The US's lopsided approach to the Palestinian conflict


When the US President George Bush, apparently in anguish, bluntly asked Israel to withdraw its forces from the Palestinian areas without any delay and announced in an emergency press conference to dispatch Colin Powell to the region in a bid to find ways and means essential for quelling the ongoing macabre violence, many sensed a positive change in the US attitude towards the Palestinian conflict, believing that Powell's visit would bring a cease-fire and might help scoop up the region from the bloody morass it finds itself in.

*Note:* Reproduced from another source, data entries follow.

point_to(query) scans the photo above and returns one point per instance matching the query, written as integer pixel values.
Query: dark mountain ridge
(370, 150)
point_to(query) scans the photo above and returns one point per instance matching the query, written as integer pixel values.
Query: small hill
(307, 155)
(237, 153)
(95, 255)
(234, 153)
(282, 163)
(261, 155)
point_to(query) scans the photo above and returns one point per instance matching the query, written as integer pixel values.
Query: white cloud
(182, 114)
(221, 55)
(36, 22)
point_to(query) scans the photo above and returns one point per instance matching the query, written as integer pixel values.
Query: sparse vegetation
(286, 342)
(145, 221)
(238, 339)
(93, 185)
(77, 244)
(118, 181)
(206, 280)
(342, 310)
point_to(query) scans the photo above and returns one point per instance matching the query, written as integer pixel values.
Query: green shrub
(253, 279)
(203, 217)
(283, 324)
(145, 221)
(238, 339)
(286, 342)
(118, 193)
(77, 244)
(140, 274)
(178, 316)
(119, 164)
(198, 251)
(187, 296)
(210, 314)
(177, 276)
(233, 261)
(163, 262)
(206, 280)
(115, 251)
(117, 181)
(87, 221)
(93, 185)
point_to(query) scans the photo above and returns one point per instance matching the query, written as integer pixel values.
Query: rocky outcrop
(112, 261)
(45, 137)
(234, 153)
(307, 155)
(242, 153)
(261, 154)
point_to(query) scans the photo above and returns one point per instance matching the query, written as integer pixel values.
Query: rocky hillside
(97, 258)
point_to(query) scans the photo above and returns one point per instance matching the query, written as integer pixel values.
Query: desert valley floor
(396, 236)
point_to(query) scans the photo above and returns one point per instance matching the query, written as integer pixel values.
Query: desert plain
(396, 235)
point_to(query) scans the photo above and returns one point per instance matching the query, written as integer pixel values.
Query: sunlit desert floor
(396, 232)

But such hopes soon evaporated following the meeting of Powell with Ariel Sharon that ended without an agreement on the withdrawal of Israeli forces from the Palestinian area.

No doubt, Powell's statements regarding the conflict sounded somewhat logical.

He issued a statement calling on Israeli forces in the West Bank to exercise the utmost restraint and discipline and refrain from the excessive use of force, repeating declarations of his support for a Palestinian state and advising Israel that hunting down terrorists would not provide security without seeking a political approach to the conflict.

But faced with yet another defiance by the Israeli Prime Minister Ariel Sharon and a suicide attack by a Palestinian woman, his somewhat rational posture turned as hawkish as to match the views possessed by the fanatic hawks of the Bush administration.